REVIEW ‘Looking for Me’ peels layers of the past
SUMMER READING: The staff of The Herald-Sun Books section will share our recommendations for great summer reading all summer long.
“Looking for Me” by Beth Hoffman (Penguin, softcover, $16)
Author Beth Hoffman, whose “Saving CeeCee Honeycutt” was a bestseller, has a new novel out in paperback, “Looking for Me.” It is set in two locations, one quite a bit more famous than the other – rural Kentucky and Charleston, South Carolina. But it is a Kentucky farm that is most vividly depicted, not just for the nearby wilderness but the emotional attachment felt by the main character, Teddi Overman. Teddi leaves home for the coast and a job restoring antiques and furniture and eventually, her own shop. But that’s not what her mother wanted, a woman whose approval Teddi both rejects and seeks.
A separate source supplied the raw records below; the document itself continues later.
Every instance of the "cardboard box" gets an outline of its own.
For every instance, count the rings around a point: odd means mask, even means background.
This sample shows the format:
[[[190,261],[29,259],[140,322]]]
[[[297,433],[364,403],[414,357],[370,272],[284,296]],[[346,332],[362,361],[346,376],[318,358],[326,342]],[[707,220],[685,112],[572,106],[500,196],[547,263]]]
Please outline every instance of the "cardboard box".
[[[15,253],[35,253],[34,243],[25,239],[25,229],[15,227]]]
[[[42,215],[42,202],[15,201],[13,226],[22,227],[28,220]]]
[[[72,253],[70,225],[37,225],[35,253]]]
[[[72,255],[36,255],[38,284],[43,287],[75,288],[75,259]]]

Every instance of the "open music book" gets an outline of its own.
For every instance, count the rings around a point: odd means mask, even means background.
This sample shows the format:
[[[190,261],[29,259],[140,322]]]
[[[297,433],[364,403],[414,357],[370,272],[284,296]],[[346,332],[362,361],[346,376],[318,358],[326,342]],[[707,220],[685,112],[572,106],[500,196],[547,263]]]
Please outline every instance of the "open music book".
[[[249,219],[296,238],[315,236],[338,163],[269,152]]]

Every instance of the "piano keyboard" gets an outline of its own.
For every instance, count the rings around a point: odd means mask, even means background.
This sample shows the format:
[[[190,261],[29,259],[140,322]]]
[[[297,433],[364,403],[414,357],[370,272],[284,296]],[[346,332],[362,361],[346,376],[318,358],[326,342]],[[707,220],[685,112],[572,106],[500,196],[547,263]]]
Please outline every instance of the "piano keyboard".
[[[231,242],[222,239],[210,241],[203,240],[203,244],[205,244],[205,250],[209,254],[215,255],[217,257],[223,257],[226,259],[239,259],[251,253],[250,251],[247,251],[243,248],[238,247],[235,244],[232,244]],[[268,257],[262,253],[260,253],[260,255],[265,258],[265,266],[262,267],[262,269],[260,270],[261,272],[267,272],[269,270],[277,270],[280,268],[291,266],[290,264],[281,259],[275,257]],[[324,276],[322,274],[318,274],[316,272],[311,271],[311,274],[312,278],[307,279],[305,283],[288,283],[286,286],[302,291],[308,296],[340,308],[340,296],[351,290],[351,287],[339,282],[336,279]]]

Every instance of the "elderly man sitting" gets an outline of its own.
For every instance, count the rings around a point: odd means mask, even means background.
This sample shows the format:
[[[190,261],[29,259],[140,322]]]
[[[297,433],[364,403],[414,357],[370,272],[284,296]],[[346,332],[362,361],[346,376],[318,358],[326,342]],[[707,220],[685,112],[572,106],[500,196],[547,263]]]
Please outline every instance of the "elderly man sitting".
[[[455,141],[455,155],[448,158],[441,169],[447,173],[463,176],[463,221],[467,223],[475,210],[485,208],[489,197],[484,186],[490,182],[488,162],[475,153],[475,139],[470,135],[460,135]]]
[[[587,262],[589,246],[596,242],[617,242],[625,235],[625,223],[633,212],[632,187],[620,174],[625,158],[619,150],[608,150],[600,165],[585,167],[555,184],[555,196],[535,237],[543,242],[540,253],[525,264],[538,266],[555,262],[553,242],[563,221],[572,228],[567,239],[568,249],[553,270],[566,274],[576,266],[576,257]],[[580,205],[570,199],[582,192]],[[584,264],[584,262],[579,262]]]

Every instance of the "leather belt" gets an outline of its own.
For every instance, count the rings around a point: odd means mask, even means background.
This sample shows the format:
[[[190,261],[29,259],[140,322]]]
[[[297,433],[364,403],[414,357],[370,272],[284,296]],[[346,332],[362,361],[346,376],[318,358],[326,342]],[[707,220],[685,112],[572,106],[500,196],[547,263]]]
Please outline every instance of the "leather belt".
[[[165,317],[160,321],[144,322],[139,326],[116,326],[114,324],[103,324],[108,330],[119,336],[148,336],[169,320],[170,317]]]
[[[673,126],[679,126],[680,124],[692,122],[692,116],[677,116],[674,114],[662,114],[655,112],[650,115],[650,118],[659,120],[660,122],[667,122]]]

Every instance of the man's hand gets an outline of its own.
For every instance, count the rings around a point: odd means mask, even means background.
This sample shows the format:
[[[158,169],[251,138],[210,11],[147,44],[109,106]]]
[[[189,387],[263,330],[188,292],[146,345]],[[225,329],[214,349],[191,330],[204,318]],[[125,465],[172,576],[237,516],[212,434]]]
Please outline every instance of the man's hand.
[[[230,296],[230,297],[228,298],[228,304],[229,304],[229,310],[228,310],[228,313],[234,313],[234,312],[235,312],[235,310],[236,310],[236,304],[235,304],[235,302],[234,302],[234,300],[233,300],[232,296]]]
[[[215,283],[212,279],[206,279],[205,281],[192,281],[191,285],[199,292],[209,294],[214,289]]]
Her mother isn’t the only person drawing her back home. Her brother Josh disappears as a teenager, assumed gone into the wild, but Teddi doesn’t know for sure. As she learns more about her mother’s life, she learns more about herself, her brother and also her father.
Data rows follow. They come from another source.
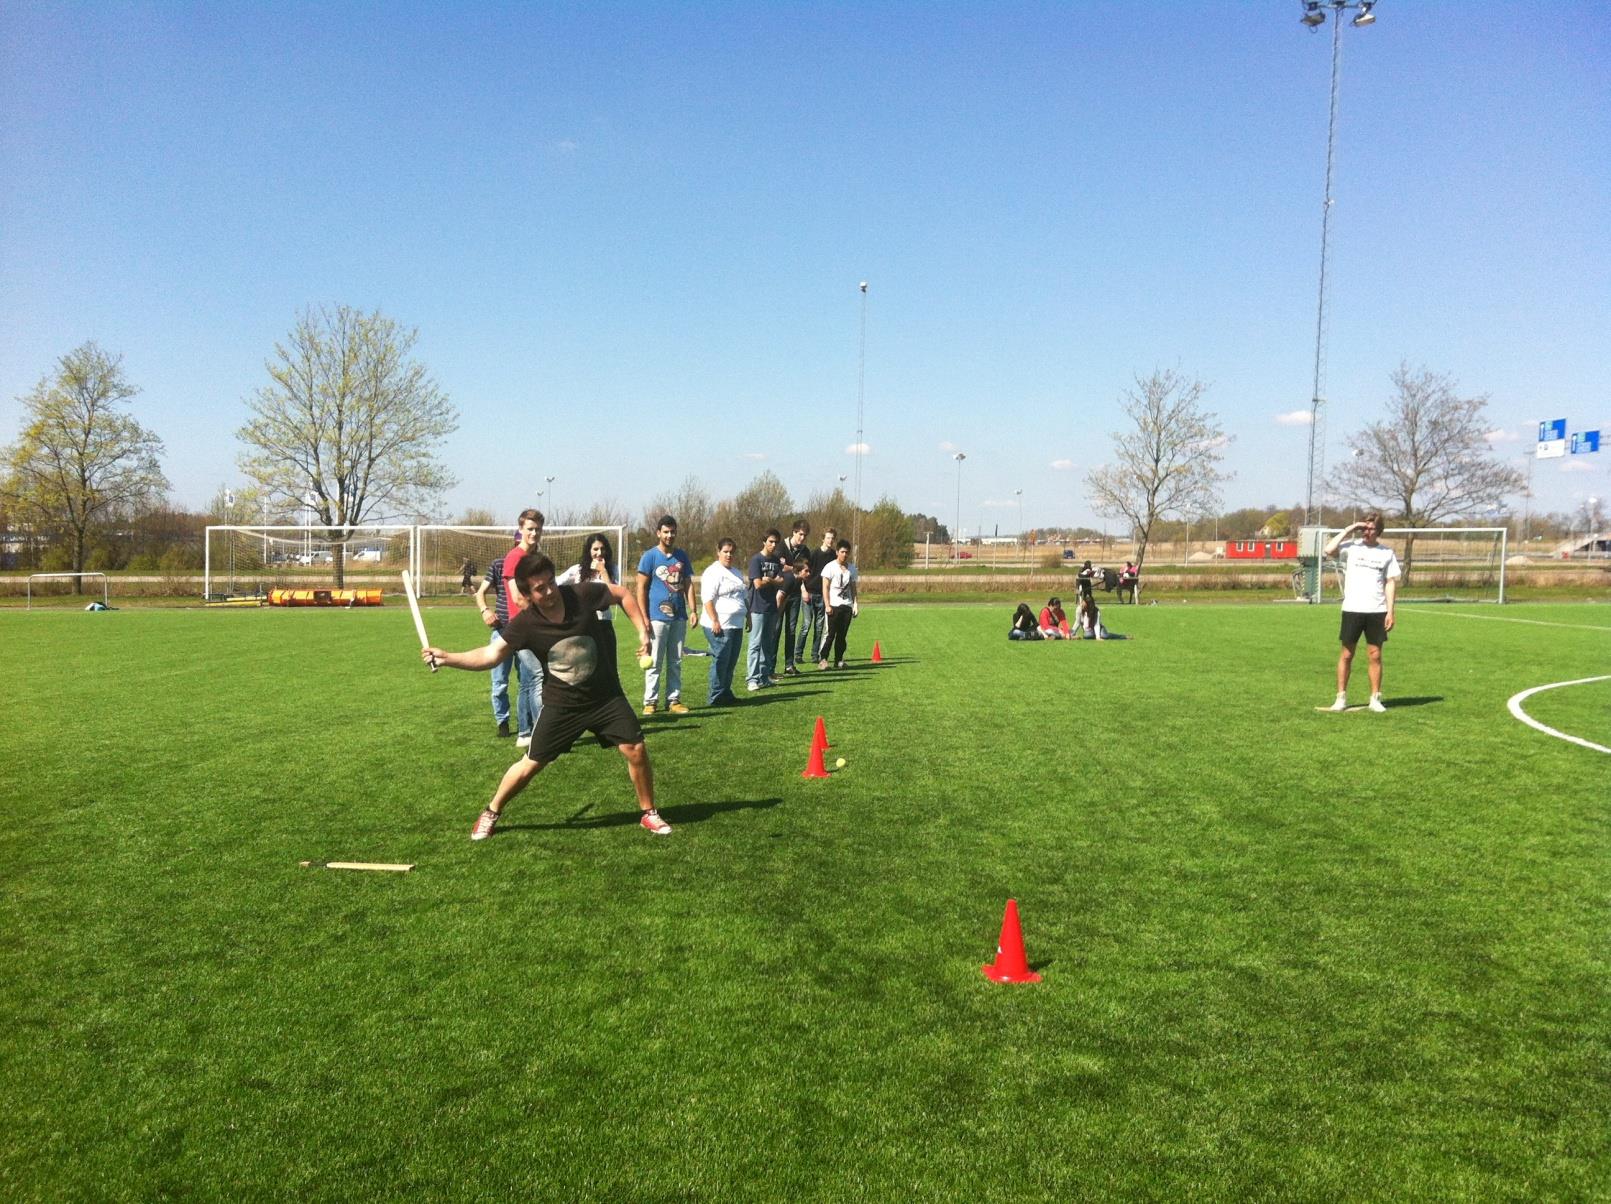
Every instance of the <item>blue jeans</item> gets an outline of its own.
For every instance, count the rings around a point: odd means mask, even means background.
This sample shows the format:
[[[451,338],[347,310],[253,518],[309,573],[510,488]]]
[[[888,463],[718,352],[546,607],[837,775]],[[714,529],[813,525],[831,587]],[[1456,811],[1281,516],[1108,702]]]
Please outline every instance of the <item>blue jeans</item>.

If you are a fan of author Elizabeth Berg, you’ll find Hoffman also draws you into the story as it progresses quietly but significantly. “Looking for Me” is a novel of discovery – of unearthing and polishing memories and repairing relationships as much as that old furniture.
Some of the smaller relationships in the novel are the most pleasing, like Teddi and her colleagues, in particular how she and craftsman Albert become friends. Hoffman shows readers that the older you get, the more you realize your assumptions about family are just that, and even after decades together there can still be something worth unearthing.
The impact of “Looking for Me” is subtle, as you may not realize until later that you’ve become immersed in Teddi’s life, too. Hoffman’s thoughtful prose is worthy of immersion.